US rate cuts loom as the FOMC debates options, with Canada poised for further reductions too
Larry Berman, in an opinion piece reported by BNN Bloomberg, anticipates that the US Federal Open Market Committee (FOMC) might begin discussing a significant rate cut, possibly starting with 50 basis points (bps).
This expectation is driven by recent signs of softening in both employment and inflation. However, the FOMC may choose a more moderate approach, favouring the typical 25 bps cuts, which align better with their standard practices.
The argument for a larger cut in September stems from concerns that the FOMC may currently be behind the curve.
On August 5, amidst growing calls for emergency rate cuts, the market had been pricing in a 50-bps cut. By the end of last week, this likelihood had decreased, with only a 30 percent chance of a 50-bps cut and a 100 percent probability of a 25-bps cut.
Although no official FOMC meeting is scheduled at Jackson Hole, Federal Reserve Chair Jerome Powell is expected to offer updated insights on August 23 at 10 am.
As of last Friday, US futures markets were pricing in eight 25 bps rate cuts over the next year, which could bring the overnight rate down to 3.5 percent.
This rate would still be notably higher than the current inflation levels, suggesting that such an aggressive reduction might be unlikely unless the economy faces a harder landing.
Berman also notes that base inflation rates are likely to remain above the two percent target for an extended period. He warns that too much stimulus could risk pushing inflation higher again.
Given the existing deficits and the increasing cost of servicing debt, it’s unlikely that future US administrations will offer the same level of fiscal stimulus seen previously. Meanwhile, the cost of debt financing is expected to grow relative to the economy’s size.
In Canada, the Bank of Canada has already cut rates by 25 bps twice and has six more cuts priced in by mid-next year. This scenario appears more plausible due to Canada’s structurally weaker economy compared to the US, both in recent years and moving forward.

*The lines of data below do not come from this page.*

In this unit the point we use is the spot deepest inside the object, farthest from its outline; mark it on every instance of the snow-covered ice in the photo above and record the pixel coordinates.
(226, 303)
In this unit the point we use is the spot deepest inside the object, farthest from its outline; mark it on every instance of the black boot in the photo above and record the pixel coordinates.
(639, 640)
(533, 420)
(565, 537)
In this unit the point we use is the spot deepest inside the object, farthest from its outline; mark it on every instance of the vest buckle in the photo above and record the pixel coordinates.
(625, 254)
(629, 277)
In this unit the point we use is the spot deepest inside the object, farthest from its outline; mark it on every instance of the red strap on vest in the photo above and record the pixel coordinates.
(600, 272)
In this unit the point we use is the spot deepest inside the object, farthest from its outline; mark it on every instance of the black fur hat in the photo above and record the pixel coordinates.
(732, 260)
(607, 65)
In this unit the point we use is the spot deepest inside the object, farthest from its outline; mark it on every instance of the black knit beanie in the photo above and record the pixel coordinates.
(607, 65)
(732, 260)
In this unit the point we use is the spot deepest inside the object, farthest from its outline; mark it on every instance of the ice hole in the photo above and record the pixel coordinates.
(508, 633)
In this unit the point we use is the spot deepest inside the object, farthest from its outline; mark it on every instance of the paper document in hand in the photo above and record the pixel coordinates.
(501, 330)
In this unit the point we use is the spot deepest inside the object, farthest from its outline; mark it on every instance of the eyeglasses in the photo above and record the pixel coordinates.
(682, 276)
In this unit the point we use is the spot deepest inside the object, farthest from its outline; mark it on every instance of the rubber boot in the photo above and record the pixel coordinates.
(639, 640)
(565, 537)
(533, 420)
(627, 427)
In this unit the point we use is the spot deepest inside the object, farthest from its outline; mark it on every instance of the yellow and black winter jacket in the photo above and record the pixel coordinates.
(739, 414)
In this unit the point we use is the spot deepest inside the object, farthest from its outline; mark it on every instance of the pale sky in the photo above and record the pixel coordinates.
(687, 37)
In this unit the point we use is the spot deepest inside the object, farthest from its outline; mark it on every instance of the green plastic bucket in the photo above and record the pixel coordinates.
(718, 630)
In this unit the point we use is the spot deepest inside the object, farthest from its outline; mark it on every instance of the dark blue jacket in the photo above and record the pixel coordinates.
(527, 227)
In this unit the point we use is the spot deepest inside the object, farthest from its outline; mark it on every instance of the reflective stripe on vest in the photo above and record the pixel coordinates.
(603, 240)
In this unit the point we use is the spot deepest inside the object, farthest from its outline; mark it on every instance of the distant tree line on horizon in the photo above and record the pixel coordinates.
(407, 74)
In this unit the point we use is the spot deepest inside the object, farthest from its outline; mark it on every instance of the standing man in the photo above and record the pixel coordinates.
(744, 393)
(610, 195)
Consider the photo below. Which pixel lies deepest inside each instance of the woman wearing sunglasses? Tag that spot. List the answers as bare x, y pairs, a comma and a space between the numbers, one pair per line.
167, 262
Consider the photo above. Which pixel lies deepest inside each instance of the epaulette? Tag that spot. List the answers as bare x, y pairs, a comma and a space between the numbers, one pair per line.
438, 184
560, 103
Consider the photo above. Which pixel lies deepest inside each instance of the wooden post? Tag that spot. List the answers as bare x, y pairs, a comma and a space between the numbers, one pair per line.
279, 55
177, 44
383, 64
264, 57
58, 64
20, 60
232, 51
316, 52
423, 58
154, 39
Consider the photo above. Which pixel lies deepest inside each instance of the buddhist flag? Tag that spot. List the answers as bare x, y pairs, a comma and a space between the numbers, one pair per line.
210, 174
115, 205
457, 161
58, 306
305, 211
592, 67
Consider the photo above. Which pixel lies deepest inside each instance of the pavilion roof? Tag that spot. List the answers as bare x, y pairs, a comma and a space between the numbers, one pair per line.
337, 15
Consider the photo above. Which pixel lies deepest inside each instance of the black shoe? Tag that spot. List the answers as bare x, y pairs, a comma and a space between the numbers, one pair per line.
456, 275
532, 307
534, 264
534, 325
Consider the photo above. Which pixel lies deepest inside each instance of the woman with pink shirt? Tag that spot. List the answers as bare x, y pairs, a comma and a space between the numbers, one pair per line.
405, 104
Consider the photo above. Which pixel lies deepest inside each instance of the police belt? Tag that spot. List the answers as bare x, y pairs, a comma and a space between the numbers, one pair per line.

Berman suggests that while markets have rebounded from recent panic, a consolidation of gains is more likely than continued growth. He believes that earnings expectations may be overly optimistic given the anticipated economic growth in the coming years.
The bond market, which signals a hard landing, contradicts the more optimistic outlook of the stock market. Berman expects that companies sensitive to falling rates may perform better in the near future compared to growth-oriented companies that are currently more fully valued.